You are incessantly denying or equivocating any criticism of the Chinese government, the spying program, and what the results of it are. In your posts you'll say things like, "I think it's bad [concentration camps, massive crackdowns on free expression of religion, jailing people for no reason, etc], but how do we know the US isn't worse?" You're saying those things are bad but then making excuses for them by appealing to programs in other countries that do not exist in scale, severity, and reach. It's the argumentative equivalent of saying "I think the Holocaust was bad, but why are we always talking about Nazis, the US government interned Japanese people during World War II as well..." In which every informed person would say, "Yeah, the Japanese internment during WWII was shameful, but these two programs are not equitable and Nazi Germany
deserves criticism for the holocaust."
I don't know if you live in the United States or not, but if you do, walk outside. There is no vast camera system. The US doesn't even have a federal
voting system. We don't have federally controlled street lights. We don't have federally controlled health care. There is no infrastructure, personnel, or technology system to support an integrated camera system in most of our largest cities, let alone anywhere else. Beyond that, even if cameras and surveillance technology does exist, it's not owned or accessible by the federal government... For instance, the US government doesn't even have access to the tax filings of the most prominent citizen in the United States even though he filed those taxes
with the government, and yet federal law enforcement doesn't have access to documents
that the government has. Regardless of any of this, besides that it's plainly obvious that no Western government has the sort of sophisticated domestic spying program that China has and there is no vast prison camp system for religious minorities in the West, you keep repeating "I'm just asking questions..." or "but how do you know???"

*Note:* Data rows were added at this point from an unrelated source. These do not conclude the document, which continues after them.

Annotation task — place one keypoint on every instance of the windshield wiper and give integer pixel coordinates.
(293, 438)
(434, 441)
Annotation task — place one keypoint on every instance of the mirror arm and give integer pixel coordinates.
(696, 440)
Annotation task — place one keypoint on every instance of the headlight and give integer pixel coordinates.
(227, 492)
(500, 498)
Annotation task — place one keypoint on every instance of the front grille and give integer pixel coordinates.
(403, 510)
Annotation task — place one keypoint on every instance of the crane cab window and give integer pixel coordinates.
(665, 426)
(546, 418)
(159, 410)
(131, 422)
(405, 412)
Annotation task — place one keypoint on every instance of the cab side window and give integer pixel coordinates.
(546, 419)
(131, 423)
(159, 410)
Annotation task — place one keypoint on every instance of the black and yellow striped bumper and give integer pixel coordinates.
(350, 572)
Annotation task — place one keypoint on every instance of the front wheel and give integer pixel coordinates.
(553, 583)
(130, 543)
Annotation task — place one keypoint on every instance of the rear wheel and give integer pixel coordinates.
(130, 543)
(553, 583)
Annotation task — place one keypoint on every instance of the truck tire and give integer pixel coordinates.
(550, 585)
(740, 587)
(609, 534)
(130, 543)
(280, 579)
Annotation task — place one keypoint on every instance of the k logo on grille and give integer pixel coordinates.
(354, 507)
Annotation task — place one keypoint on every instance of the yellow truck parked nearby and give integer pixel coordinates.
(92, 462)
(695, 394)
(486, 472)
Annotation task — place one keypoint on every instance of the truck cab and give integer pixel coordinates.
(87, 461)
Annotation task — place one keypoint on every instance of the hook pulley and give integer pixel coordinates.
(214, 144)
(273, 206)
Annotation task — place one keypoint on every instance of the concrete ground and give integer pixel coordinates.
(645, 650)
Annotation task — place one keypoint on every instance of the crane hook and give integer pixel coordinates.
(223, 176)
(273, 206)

Beyond that, nobody defends America's domestic spying program. I'd imagine all of us in this thread are very critical of it. But, we also aren't shutting ourselves off to other information that clearly shows that there is a difference in vastness and breath of the Chinese surveillance state, versus that of any other Western country -- like the US, UK, or Germany. How do we know that there isn't a vast surveillance state like that of China's? This is the conspiracy theory you've fallen back on several times. We have a free press in Western democracies. Now, sure, the American government gets in the way of the free press from time to time, requiring freedom of information requests, and so on, and there are times when even the free press can't turn up information until a leaker does -- like Edward Snowden's leak of NSA surveillance. But look at what happened in
the aftermath of Snowden's 2013 leaks, you had this massive blitz of hundreds and thousands of articles, media inquiries, government oversight reviews, congressional hearings, people being fired ... this simply doesn't exist in the Chinese surveillance state, there isn't any reporting from within China on it because there is no free press, there is no free disclosure of information.
I just implore you to stop self-censoring and click some of the sources others, and I, have shared in this thread. Here's one that you don't even really have to read, it's an interactive video/audio/text article from the New York Times:
https://www.nytimes.com/interactive/2019/04/04/world/asia/xinjiang-china-surveillance-prison.html
And, really, I'm not even the staunchest critic of a company like Huawei, there are others here who are far more critical than I am. I am naturally a little skeptical of them and I would never personally buy anything they make. Part of why I'd never buy their products is because I work with a lot of Chinese ex-pats and the risk for them is just not high enough for me to buy a Huawei device, knowing Huawei's history and connection to the Chinese government and surveillance state.